Operative laparoscopy is a procedure used to help diagnose and treat a woman's pelvic condition. By using a specialized camera called a laparoscope, your doctor can view the inside of your abdomen on a video screen. This will allow him or her to see abnormalities more clearly, and determine if treatment is required. If treatment is required, or if an operative laparoscopy was already planned, your doctor can then perform that part of the procedure.

Operative Laparoscopy: An Introduction

Your doctor may have recommended a procedure called diagnostic laparoscopy or operative laparoscopy to help diagnose, and possibly treat, your condition. A diagnostic laparoscopy can turn into an operative laparoscopy if the doctor finds an abnormal condition during the procedure that can be also be treated.

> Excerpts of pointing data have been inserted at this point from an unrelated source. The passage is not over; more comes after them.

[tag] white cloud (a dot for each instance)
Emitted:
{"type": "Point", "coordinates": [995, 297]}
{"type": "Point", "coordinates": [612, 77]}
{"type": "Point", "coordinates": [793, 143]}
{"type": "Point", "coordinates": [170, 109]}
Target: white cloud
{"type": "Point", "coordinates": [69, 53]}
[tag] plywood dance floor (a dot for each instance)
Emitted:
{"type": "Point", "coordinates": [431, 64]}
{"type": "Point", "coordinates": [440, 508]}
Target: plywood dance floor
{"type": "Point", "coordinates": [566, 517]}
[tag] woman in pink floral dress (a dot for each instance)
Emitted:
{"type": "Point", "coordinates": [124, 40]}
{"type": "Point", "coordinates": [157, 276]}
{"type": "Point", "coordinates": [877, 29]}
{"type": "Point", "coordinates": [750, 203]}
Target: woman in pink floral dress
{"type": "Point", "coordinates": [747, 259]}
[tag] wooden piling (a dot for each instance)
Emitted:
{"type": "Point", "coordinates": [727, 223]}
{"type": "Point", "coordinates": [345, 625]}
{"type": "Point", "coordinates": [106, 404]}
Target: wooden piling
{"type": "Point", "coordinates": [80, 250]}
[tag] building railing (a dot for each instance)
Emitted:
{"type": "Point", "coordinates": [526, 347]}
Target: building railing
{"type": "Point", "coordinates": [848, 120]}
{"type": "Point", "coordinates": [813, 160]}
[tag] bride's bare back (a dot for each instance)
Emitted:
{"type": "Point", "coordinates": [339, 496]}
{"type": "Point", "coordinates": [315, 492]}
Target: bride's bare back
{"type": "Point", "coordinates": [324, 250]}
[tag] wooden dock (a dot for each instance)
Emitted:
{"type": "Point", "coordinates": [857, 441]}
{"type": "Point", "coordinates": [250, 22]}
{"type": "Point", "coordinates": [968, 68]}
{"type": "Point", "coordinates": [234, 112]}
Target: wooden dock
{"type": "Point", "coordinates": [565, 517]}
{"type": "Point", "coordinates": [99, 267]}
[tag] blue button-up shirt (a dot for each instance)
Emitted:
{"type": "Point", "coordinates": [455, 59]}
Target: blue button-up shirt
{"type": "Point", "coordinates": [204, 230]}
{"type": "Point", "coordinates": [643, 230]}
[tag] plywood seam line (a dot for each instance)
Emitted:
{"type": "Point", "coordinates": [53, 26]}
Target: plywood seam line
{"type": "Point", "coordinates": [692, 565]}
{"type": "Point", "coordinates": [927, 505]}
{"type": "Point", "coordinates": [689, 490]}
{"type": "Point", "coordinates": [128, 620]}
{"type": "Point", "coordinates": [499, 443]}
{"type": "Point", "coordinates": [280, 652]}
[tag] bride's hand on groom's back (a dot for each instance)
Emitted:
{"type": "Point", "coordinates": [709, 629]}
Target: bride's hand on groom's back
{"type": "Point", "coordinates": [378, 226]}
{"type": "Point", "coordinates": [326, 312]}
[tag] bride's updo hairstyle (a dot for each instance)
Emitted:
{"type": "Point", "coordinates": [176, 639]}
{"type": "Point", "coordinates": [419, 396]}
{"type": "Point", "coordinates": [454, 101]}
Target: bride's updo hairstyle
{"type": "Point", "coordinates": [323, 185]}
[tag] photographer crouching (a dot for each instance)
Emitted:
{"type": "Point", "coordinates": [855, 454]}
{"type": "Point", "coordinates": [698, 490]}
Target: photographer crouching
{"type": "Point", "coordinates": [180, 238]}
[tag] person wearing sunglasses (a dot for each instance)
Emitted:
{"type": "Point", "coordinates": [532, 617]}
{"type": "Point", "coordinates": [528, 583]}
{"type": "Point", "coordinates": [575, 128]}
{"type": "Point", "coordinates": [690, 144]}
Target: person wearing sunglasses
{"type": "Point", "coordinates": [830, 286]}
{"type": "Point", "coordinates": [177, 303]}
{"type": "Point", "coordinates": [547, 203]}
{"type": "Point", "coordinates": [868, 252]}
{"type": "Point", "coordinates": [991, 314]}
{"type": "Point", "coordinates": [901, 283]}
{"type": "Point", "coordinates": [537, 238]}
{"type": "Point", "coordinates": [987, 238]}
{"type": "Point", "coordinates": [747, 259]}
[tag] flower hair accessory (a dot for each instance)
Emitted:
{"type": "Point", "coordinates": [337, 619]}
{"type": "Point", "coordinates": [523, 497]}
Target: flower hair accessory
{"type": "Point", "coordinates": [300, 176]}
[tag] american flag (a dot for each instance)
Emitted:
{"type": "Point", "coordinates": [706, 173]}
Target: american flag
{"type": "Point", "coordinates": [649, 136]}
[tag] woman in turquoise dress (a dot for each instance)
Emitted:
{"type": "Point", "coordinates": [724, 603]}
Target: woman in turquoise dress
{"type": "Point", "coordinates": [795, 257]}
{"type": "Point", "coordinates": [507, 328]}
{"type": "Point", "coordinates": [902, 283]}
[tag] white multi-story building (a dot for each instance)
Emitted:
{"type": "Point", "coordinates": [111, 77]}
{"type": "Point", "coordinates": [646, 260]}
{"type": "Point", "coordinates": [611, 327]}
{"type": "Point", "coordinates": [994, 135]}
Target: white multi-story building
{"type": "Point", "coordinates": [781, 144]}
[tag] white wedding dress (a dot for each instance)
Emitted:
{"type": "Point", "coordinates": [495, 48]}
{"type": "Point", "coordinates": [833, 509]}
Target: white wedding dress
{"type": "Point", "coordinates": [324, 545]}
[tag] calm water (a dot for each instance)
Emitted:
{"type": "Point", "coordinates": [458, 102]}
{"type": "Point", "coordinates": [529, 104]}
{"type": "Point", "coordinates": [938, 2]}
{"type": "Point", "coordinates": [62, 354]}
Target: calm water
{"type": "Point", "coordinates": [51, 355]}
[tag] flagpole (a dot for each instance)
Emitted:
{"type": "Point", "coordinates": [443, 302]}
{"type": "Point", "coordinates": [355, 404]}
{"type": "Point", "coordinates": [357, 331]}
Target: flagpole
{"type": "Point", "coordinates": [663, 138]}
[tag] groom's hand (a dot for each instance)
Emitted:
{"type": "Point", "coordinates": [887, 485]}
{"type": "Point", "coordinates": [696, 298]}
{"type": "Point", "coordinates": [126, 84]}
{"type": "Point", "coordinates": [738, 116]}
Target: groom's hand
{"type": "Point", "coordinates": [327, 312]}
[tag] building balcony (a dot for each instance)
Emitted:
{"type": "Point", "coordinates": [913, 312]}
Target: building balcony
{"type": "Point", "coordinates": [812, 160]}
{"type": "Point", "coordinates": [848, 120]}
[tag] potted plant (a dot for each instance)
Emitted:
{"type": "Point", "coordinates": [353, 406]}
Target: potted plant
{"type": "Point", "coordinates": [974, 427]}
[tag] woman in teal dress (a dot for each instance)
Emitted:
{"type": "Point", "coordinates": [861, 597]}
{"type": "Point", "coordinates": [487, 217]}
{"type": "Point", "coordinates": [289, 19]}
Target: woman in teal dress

It is impossible to list all of the possible conditions that could require exploration and possible treatment with a laparoscopy. However, common gynecological problems evaluated during laparoscopy include:
  • Endometriosis
  • Pelvic adhesions
  • Ectopic pregnancy
  • Pelvic or ovarian masses, such as ovarian cysts 
  • Fibroids
  • Infertility and sterilization.

Operative Laparoscopy: The Procedure Itself

After your anesthesia takes effect, your abdomen and vagina will be washed with a special disinfectant solution. Your feet will then be placed in stirrups. A catheter, or small tube, will be placed in your bladder to empty it of urine. The catheter will be taken out before the procedure begins.

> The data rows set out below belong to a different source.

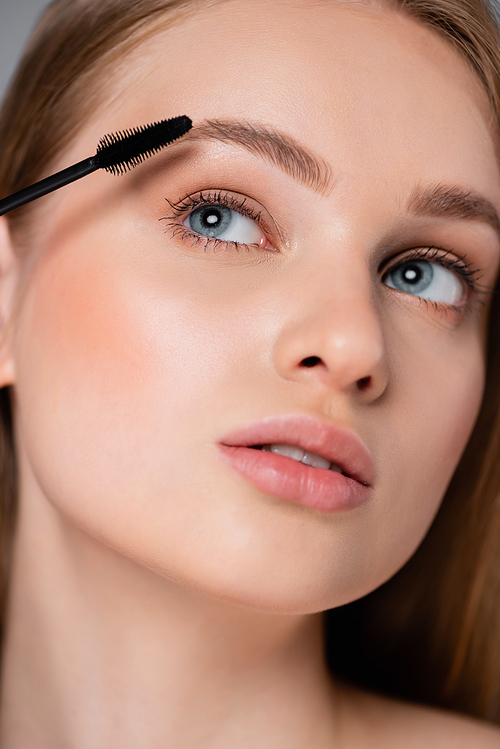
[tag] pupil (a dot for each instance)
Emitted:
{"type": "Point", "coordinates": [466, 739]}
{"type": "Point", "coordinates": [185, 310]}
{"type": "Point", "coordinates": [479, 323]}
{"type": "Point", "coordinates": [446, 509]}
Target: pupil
{"type": "Point", "coordinates": [212, 218]}
{"type": "Point", "coordinates": [412, 274]}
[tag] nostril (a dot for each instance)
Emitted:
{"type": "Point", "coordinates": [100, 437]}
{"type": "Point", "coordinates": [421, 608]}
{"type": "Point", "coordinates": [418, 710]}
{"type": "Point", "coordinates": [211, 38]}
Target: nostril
{"type": "Point", "coordinates": [310, 361]}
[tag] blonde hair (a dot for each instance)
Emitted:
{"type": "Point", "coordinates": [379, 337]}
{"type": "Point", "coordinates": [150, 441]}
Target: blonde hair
{"type": "Point", "coordinates": [432, 633]}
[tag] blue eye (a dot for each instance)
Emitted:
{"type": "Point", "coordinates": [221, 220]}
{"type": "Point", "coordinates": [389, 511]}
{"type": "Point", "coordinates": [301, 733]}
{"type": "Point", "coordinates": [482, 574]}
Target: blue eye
{"type": "Point", "coordinates": [426, 280]}
{"type": "Point", "coordinates": [220, 222]}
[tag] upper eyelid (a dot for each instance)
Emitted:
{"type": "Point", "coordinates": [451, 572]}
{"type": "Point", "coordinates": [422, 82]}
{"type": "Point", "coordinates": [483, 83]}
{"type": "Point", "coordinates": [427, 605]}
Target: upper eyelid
{"type": "Point", "coordinates": [237, 201]}
{"type": "Point", "coordinates": [234, 200]}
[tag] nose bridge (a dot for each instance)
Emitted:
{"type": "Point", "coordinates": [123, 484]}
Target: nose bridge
{"type": "Point", "coordinates": [335, 327]}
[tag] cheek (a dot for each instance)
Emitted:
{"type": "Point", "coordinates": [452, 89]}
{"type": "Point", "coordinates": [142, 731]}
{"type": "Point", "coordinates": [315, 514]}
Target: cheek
{"type": "Point", "coordinates": [436, 400]}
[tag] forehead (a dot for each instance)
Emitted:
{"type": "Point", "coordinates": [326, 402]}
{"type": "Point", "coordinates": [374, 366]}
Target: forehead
{"type": "Point", "coordinates": [363, 85]}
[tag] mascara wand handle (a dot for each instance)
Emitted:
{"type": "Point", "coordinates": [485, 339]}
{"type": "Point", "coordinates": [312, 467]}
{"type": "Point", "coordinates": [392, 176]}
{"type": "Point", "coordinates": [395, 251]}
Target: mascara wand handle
{"type": "Point", "coordinates": [49, 184]}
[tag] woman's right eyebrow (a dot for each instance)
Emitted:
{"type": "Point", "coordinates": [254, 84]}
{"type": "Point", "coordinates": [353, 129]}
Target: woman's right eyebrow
{"type": "Point", "coordinates": [280, 149]}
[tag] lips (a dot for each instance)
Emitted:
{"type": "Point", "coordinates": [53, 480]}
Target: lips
{"type": "Point", "coordinates": [286, 478]}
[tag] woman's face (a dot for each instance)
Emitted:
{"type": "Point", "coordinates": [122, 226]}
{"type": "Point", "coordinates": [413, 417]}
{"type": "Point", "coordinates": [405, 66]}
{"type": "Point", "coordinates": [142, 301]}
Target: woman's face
{"type": "Point", "coordinates": [226, 284]}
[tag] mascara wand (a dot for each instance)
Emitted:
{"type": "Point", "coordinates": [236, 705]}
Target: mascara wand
{"type": "Point", "coordinates": [117, 153]}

Your doctor will begin by placing a speculum into your vagina. A small instrument will then carefully be placed into the end of your cervix. This makes it possible for your doctor to gently move the uterus into different positions, so that your pelvic structures can be seen more clearly through the laparoscope.
Then a small incision, or cut, will be made in or just below your navel. A tube, called a trocar, will then be inserted into your abdomen. Through this, your doctor will fill your abdomen with carbon dioxide gas, which is like the air you breathe out. This gas helps your doctor see your pelvic structures more clearly. The laparoscope will then be inserted. Through this, your doctor will view the inside of your abdomen on a video screen. The laparoscope can also take pictures and videotape the procedure.

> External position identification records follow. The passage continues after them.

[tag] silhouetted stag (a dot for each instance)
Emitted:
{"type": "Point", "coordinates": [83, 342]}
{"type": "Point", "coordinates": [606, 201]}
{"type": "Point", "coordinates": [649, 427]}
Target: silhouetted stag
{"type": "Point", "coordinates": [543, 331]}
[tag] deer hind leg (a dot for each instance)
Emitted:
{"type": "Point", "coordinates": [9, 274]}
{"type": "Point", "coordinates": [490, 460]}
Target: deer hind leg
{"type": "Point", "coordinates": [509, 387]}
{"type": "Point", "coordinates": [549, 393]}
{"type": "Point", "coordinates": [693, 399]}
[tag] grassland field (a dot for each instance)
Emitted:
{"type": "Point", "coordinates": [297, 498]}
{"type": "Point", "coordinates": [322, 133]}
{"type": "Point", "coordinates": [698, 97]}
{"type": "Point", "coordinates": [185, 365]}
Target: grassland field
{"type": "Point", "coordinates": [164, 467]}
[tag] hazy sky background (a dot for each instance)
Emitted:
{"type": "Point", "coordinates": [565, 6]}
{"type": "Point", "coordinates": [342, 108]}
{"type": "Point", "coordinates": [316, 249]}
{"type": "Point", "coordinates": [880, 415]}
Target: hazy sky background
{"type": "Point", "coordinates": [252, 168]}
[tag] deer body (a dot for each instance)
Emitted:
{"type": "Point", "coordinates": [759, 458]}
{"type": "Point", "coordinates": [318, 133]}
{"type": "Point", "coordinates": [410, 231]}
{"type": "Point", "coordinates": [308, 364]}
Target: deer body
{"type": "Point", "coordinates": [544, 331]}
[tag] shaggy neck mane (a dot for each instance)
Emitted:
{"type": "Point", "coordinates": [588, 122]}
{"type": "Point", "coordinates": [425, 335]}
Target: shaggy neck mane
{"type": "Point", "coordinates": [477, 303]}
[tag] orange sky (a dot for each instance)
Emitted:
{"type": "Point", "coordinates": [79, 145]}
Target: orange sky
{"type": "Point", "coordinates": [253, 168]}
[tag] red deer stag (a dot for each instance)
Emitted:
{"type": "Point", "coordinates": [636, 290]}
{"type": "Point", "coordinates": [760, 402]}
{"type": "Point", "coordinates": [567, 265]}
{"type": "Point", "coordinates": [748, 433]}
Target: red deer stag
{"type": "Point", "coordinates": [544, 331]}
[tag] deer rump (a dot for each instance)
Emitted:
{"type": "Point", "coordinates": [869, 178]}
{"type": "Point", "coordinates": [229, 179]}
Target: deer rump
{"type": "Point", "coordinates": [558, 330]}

Your doctor will be looking for anything that appears abnormal. If your doctor finds something abnormal during the examination, or if an operative laparoscopy was already planned, the main part of the procedure will then begin. Occasionally, two or three small incisions may need to be made just below the navel for other instruments.
The specifics of this portion of the procedure will depend on your particular pelvic problem, its location, and size.
Once the operative laparoscopy is complete, the air and instruments are removed. The incisions are then stitched closed and covered with bandages. Over time, these stitches will be absorbed by your body.